Я открываю дверь и вижу Бекс: она сидит, скрестив ноги, на моей постели, а вокруг разложены записи по биологии. Сегодня она выглядит как принцесса гиков. На ней белая рубашка на пуговицах, кобальтово-синий вязаный жилет и плиссированная клетчатая юбка в цветах Ньютона – синий, черный, серый. Каштановые волосы завязаны в высокие хвостики, а на носу – большие очки в толстой черной оправе. Завтра, несмотря на дресс-код, она будет выглядеть совершенно иначе.

Я ношу практически одно и то же каждый день: черное худи, синюю футболку и плиссированную клетчатую юбку. Бекс считает, что правила по форме в Ньютоне – это как правила сонета: для большинства – ужас, но в руках настоящего поэта – магия. (Я считаю все сонеты ужасными.)

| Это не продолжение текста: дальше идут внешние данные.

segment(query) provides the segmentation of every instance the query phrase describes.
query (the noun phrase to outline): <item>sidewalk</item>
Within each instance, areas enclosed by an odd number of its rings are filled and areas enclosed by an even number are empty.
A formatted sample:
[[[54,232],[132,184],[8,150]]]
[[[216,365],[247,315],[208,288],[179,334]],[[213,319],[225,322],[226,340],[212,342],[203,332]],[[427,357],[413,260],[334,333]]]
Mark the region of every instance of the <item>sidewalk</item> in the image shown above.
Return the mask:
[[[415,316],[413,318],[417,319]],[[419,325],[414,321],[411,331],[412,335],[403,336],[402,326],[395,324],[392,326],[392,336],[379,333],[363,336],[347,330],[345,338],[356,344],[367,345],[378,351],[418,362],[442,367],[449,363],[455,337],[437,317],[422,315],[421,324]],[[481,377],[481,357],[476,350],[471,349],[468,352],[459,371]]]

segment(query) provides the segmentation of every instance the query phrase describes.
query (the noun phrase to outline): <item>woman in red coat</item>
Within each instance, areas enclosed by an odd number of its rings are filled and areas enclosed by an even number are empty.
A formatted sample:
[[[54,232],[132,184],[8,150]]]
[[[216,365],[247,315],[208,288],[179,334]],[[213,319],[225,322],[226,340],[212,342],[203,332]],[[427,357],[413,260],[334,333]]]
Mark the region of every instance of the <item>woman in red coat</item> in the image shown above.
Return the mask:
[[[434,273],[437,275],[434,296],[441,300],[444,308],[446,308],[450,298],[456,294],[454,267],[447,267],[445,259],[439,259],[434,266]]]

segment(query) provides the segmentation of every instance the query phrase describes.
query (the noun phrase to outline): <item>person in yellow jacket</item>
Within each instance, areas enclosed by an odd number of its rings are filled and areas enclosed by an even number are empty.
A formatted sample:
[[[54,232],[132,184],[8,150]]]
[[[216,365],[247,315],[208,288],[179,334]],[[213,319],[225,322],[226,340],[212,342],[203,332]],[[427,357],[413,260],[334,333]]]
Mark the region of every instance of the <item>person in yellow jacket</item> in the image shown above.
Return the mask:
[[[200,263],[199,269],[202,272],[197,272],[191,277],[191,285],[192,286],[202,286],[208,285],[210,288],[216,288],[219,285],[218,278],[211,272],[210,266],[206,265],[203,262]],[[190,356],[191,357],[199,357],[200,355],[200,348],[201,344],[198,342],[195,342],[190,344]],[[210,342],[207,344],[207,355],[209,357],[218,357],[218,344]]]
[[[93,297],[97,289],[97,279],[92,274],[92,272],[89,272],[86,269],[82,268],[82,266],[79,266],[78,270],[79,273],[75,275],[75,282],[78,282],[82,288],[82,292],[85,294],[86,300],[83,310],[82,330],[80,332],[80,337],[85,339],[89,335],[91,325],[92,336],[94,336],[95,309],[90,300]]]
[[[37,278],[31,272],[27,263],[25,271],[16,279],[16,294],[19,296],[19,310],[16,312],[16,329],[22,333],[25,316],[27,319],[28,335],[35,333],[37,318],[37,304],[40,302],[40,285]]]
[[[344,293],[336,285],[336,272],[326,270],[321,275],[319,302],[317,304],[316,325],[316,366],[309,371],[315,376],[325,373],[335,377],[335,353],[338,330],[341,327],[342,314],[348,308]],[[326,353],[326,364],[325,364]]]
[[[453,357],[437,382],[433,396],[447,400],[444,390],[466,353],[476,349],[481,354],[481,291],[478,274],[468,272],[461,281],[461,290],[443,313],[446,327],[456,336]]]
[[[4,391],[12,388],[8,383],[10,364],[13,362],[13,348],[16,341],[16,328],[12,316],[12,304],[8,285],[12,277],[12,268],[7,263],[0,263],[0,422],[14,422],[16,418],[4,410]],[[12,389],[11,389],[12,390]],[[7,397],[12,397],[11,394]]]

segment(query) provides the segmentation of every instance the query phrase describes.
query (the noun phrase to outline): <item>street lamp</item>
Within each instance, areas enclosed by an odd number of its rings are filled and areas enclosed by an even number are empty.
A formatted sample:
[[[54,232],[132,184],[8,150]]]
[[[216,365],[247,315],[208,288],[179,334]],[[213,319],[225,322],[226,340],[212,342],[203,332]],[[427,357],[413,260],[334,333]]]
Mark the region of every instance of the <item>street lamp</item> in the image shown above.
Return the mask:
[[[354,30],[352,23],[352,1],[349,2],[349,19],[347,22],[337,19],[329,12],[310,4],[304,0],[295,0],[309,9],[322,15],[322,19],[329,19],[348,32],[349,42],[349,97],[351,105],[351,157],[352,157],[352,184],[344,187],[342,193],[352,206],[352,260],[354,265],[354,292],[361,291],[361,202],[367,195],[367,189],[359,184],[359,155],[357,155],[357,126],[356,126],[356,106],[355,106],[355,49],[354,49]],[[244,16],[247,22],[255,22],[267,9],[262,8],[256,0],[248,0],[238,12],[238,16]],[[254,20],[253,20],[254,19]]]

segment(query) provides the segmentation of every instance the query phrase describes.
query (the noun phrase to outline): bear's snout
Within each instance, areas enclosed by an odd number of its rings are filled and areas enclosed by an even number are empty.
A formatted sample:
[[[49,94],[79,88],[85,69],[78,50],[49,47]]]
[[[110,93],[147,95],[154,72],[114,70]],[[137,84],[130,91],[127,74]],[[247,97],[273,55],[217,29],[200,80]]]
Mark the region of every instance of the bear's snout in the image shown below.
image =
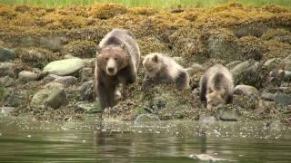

Бекс – младшая дочь дико популярного телепроповедника, любимого народом из-за его политики и латиноамериканского происхождения: с ним его зрители, почти все белые, не чувствуют себя такими расистами. Бекс фактически шантажом заставила родителей позволить ей поехать в Ньютон. В случае отказа она угрожала делать нечто более неприличное, чем посещение академии по физике.

Я вешаю пальто и сумку на крючки у шкафа, кладу на край стола блокнот и фломастеры и пробегаю по ним пальцем, чтобы их выровнять. (Я не боюсь беспорядка. Он мне мерзок. Как зерненый творог.)

– Я хотела спросить, как там твой психоз, но над ним еще явно надо поработать, – говорит Бекс.

– Стремление к порядку – это не болезнь. – Я со зна чением смотрю на ее бумажки.

Она собирает их в стопки.

– А почему ты вообще здесь? И как ты вошла?

Она наклоняет голову, хлопает ресницами и с придыханием говорит:

– Эван, я оставила учебник по биологии в комнате у Эви, и если я его сейчас же не верну, то завтра провалю контрольную.

Я фыркаю. Чтобы она провалила контрольную по биологии, Бекс должна наковальня на голову упасть. Но она такая красивая, что ее постоянно недооценивают. Эван, студент колледжа, который работает у нас на этаже завхозом, – один из многих поклонников Бекс. Он бы ей не только ключ от всех дверей отдал, но и мой ноутбук, если бы она попросила.

– А ты никогда не думала, что твои большие карие глаза и глубокие ямочки на щеках – это несправедливое преимущество?

– Да, Эви… Я – женщина-латинос и занимаюсь наукой, я каждый день думаю о своих несправедливых преимуществах, – отвечает она. – Захочешь разыграть карту «английской красавицы» – я всегда готова помочь.

Я унаследовала внешность от отца-британца: темно-русый цвет волос, серые глаза и бледную кожу. От матери мне достался невысокий рост, волосы, вьющиеся на концах, и некоторое разочарование в большинстве людей на земле.

Сев рядом с Бекс, я повторяю вопрос:

– Почему ты здесь?

Не то чтобы Бекс никогда не заседала в моей комнате, но она знает, что я дорожу личным пространством. Я люблю свои вещи, а больше всего – огромную белую доску, на которой сейчас яркими цветами расписана моя работа, и я не хочу ею делиться.